The much-maligned region of supposedly unending flatlands and motorway angst has in recent decades been a UNESCO City of Literature, and become a hotbed for the talent that arises out of University of East Anglia’s creative writing programme, which traces its alumni to Ian McEwan (among the first graduates of Malcolm Bradbury and Angus Wilson’s new course in 1971).
It’s also home to five per cent of the nation’s independent publishers (or was, as of 2012), including Galley Beggar Press, which published Eimear McBride’s Bailey’s Prize winning debut, A Girl is a Half Formed Thing, this year; it has a dedicated (Arts Council-funded) Writers’ Centre; a crime festival will launch in the city next month; this month’s ‘City of Stories’ campaign will use the city’s architecture to explore its poetry, music and fiction.
Sam Jordison, co-founder of Galley Beggar, said the decision to base the press in Norwich was about the vibe, and also economy: “I was attracted to living there because there seemed to be so many writers around, and so many people doing interesting things based around writing.

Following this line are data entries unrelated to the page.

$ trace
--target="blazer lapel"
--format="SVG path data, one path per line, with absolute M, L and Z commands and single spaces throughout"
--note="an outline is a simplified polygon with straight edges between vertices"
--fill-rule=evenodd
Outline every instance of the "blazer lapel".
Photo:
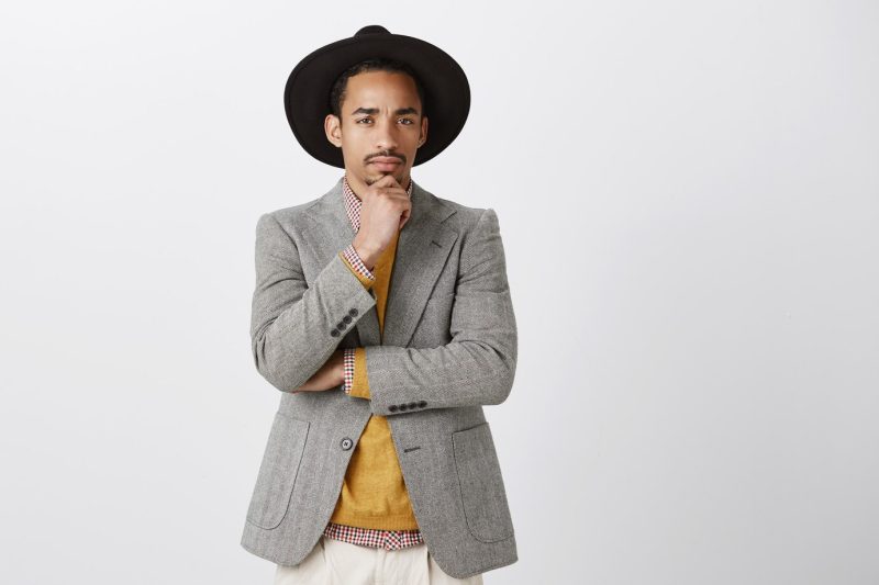
M 443 225 L 450 210 L 418 183 L 400 230 L 385 317 L 383 345 L 408 347 L 458 233 Z
M 458 238 L 457 232 L 443 225 L 443 221 L 453 213 L 454 210 L 414 183 L 412 213 L 400 230 L 393 258 L 385 335 L 382 337 L 379 331 L 378 313 L 374 306 L 357 320 L 361 346 L 408 346 L 452 246 Z M 305 214 L 312 221 L 309 241 L 314 244 L 313 254 L 320 266 L 326 266 L 356 236 L 345 212 L 342 179 Z

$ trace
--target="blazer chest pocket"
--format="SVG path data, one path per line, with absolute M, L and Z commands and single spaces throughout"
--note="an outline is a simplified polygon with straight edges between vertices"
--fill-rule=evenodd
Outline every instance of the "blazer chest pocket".
M 281 524 L 302 461 L 311 424 L 277 412 L 256 479 L 247 521 L 272 529 Z
M 500 462 L 488 423 L 452 434 L 467 527 L 482 542 L 513 536 Z

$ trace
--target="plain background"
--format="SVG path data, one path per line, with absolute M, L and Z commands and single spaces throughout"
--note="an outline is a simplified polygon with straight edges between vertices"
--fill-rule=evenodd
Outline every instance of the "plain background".
M 4 7 L 0 581 L 270 583 L 258 216 L 341 177 L 287 75 L 366 24 L 470 117 L 423 187 L 499 216 L 492 584 L 879 582 L 875 2 Z

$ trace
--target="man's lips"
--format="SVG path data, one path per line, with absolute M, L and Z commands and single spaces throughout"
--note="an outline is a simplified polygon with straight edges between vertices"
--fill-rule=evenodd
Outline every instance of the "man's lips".
M 369 164 L 370 165 L 378 165 L 378 164 L 381 164 L 381 165 L 389 165 L 389 164 L 402 165 L 402 162 L 403 161 L 400 160 L 397 157 L 372 157 L 372 158 L 369 159 Z
M 379 170 L 393 170 L 402 165 L 403 161 L 397 157 L 375 157 L 369 164 L 375 165 Z

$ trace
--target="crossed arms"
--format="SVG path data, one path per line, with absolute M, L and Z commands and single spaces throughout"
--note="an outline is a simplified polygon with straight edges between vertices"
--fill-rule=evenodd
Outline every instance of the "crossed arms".
M 381 345 L 358 351 L 361 387 L 368 391 L 352 394 L 368 397 L 374 414 L 394 415 L 396 405 L 413 402 L 449 408 L 500 404 L 509 396 L 518 337 L 493 210 L 461 234 L 460 246 L 452 340 L 436 348 Z M 259 217 L 251 338 L 256 368 L 271 385 L 282 392 L 302 385 L 336 350 L 336 324 L 348 316 L 353 327 L 375 304 L 338 254 L 308 286 L 293 239 L 274 215 Z

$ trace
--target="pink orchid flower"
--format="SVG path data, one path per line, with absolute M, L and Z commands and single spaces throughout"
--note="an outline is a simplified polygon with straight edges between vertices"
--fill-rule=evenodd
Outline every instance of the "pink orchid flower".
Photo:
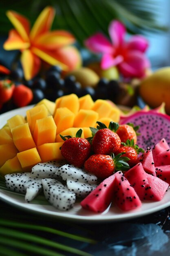
M 108 27 L 111 42 L 101 33 L 97 33 L 85 42 L 86 46 L 95 53 L 102 54 L 101 67 L 107 69 L 117 66 L 124 77 L 145 76 L 150 63 L 144 54 L 148 46 L 146 38 L 140 35 L 125 40 L 126 29 L 117 20 L 112 21 Z

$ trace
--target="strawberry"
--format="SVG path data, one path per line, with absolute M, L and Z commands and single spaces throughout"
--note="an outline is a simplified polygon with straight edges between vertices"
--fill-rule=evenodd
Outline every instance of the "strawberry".
M 93 150 L 95 154 L 109 155 L 114 153 L 121 145 L 121 141 L 115 131 L 119 126 L 117 123 L 110 122 L 108 128 L 100 122 L 97 122 L 99 129 L 92 140 Z
M 120 137 L 122 142 L 126 143 L 127 139 L 133 139 L 135 144 L 137 143 L 137 135 L 136 132 L 139 129 L 138 126 L 134 127 L 133 124 L 129 123 L 127 124 L 121 124 L 119 126 L 116 133 Z
M 127 139 L 126 143 L 121 143 L 122 145 L 119 149 L 115 153 L 115 154 L 120 154 L 124 153 L 124 156 L 128 157 L 130 160 L 128 163 L 130 166 L 135 165 L 137 160 L 138 154 L 140 152 L 144 152 L 144 150 L 141 148 L 139 148 L 137 145 L 134 144 L 133 139 L 131 140 Z
M 83 166 L 88 158 L 91 151 L 90 143 L 86 139 L 81 138 L 82 130 L 80 129 L 76 133 L 75 137 L 70 136 L 61 137 L 65 140 L 61 147 L 62 155 L 70 164 L 77 167 Z M 65 137 L 68 138 L 66 139 Z
M 95 154 L 91 155 L 84 163 L 86 170 L 95 175 L 98 178 L 104 180 L 112 175 L 115 171 L 127 171 L 130 168 L 126 162 L 129 158 L 120 157 L 121 153 L 113 159 L 110 155 Z
M 11 98 L 15 88 L 14 84 L 9 79 L 0 81 L 0 104 L 3 104 Z
M 33 99 L 31 90 L 23 84 L 16 86 L 13 95 L 13 101 L 16 106 L 20 108 L 29 105 Z

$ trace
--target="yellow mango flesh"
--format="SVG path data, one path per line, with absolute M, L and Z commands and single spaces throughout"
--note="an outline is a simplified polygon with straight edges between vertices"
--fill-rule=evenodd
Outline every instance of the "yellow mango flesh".
M 42 162 L 52 160 L 62 160 L 64 158 L 61 153 L 60 147 L 63 142 L 45 143 L 38 146 L 38 150 Z
M 38 106 L 42 104 L 44 104 L 47 109 L 49 115 L 53 116 L 54 113 L 54 110 L 55 110 L 55 103 L 53 102 L 53 101 L 51 101 L 46 99 L 44 99 L 38 102 L 36 106 Z
M 31 171 L 32 167 L 41 162 L 41 159 L 36 148 L 19 152 L 17 154 L 17 157 L 22 168 L 25 171 Z
M 20 152 L 36 146 L 28 123 L 13 128 L 11 133 L 13 142 Z
M 22 173 L 23 170 L 17 156 L 6 161 L 0 168 L 0 174 L 4 175 L 9 173 Z
M 98 113 L 93 110 L 80 109 L 75 117 L 74 127 L 94 127 L 98 118 Z
M 73 127 L 75 114 L 67 108 L 59 108 L 57 109 L 54 117 L 54 121 L 57 126 L 57 134 L 62 131 Z
M 25 124 L 26 122 L 26 121 L 23 116 L 20 115 L 16 115 L 9 119 L 7 121 L 7 122 L 9 128 L 11 129 L 12 128 L 15 127 L 20 124 Z
M 0 166 L 6 161 L 14 157 L 18 151 L 13 143 L 0 145 Z
M 0 130 L 0 145 L 13 143 L 13 139 L 11 129 L 8 125 Z
M 44 104 L 41 104 L 27 110 L 26 115 L 31 132 L 33 134 L 36 121 L 38 119 L 46 117 L 48 116 L 48 110 Z
M 70 128 L 68 128 L 68 129 L 66 129 L 66 130 L 64 130 L 62 131 L 59 134 L 57 134 L 56 136 L 55 141 L 56 142 L 64 142 L 64 140 L 60 136 L 60 134 L 62 135 L 63 136 L 64 135 L 69 135 L 72 137 L 75 137 L 75 135 L 77 133 L 77 132 L 79 130 L 80 128 L 79 127 L 78 128 L 75 128 L 75 127 L 71 127 Z M 82 136 L 81 136 L 81 138 L 84 138 L 84 132 L 82 129 Z
M 33 135 L 36 145 L 55 142 L 56 130 L 52 116 L 37 120 Z
M 89 137 L 91 137 L 92 134 L 89 127 L 83 127 L 82 129 L 84 133 L 84 137 L 85 139 Z
M 90 94 L 79 98 L 79 109 L 91 109 L 94 106 L 94 102 Z
M 54 115 L 59 108 L 67 108 L 73 113 L 76 114 L 79 109 L 79 98 L 75 94 L 72 93 L 57 99 L 55 101 Z

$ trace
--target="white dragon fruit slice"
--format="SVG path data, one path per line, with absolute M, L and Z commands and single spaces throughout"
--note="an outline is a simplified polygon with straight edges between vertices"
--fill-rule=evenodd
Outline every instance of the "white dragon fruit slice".
M 66 186 L 55 179 L 43 179 L 42 186 L 45 197 L 55 207 L 62 211 L 68 211 L 73 207 L 75 194 L 70 191 Z
M 5 179 L 7 187 L 11 191 L 26 194 L 25 199 L 28 202 L 42 189 L 41 179 L 33 177 L 31 173 L 7 174 Z
M 97 184 L 88 184 L 77 180 L 67 180 L 66 185 L 69 190 L 75 193 L 76 196 L 85 198 L 97 186 Z
M 97 182 L 97 178 L 95 175 L 88 173 L 84 169 L 80 169 L 72 165 L 65 164 L 58 169 L 56 173 L 60 175 L 63 180 L 73 180 L 90 184 Z
M 64 160 L 60 162 L 50 161 L 40 163 L 32 168 L 32 177 L 42 178 L 59 177 L 56 171 L 65 164 L 66 161 Z

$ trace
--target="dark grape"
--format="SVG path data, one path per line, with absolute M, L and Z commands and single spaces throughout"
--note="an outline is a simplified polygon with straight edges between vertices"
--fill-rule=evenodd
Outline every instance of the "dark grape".
M 38 103 L 44 98 L 44 94 L 40 89 L 33 89 L 33 98 L 32 101 L 32 104 Z
M 20 67 L 17 67 L 15 70 L 12 70 L 10 74 L 11 79 L 17 81 L 21 81 L 23 79 L 23 70 Z
M 42 78 L 39 78 L 35 80 L 33 83 L 33 87 L 34 88 L 40 89 L 42 91 L 44 91 L 46 88 L 46 81 Z
M 52 66 L 51 67 L 48 71 L 48 72 L 50 71 L 55 71 L 57 72 L 59 74 L 61 74 L 62 70 L 61 67 L 59 66 Z
M 51 71 L 48 72 L 46 79 L 48 87 L 55 89 L 58 81 L 60 79 L 60 75 L 57 72 Z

There’s the Writers’ Centre, which is superb at both supporting local talent and bringing internationally renowned writers into the city. [But] crucially... it’s much easier for writers to live in Norwich without facing penury.” Venues like the Book Hive, an independent bookshop that holds quirky literary events up front and stocks stuff that isn’t an Amazon click away in the back, have added to the buzz. Graduates from the UEA course who have stayed on or kept in close contact, such as Cathi Unsworth, have given it its sense of “scene”, as have writers like Jon McGregor, who incorporate the region’s peculiarly melancholic landscape into their fictions. Debut novelist, Sarah Perry, whose book, After Me Comes the Flood, was partly set in Norfolk and published this summer, spoke about Norwich’s inspirations: “I walk around thinking, ‘Why would anyone live anywhere else? There are writers everywhere’.”
A few years ago, the Turner Prize took its final show out of London for the first time, to Liverpool. It was a symbolic gesture that said the capital needn’t be the only city where artists congregate. We’ve seen the London arts scene change – even dwindle – since its YBA glory years. So many artists now work out of studios in Amsterdam or Berlin. Could Norwich be the literary scene’s Berlin? Maybe not – it needs a bit more graffiti for that. But I’d enjoy seeing London’s literary world tramp up there for a Man Booker Prize ceremony nonetheless.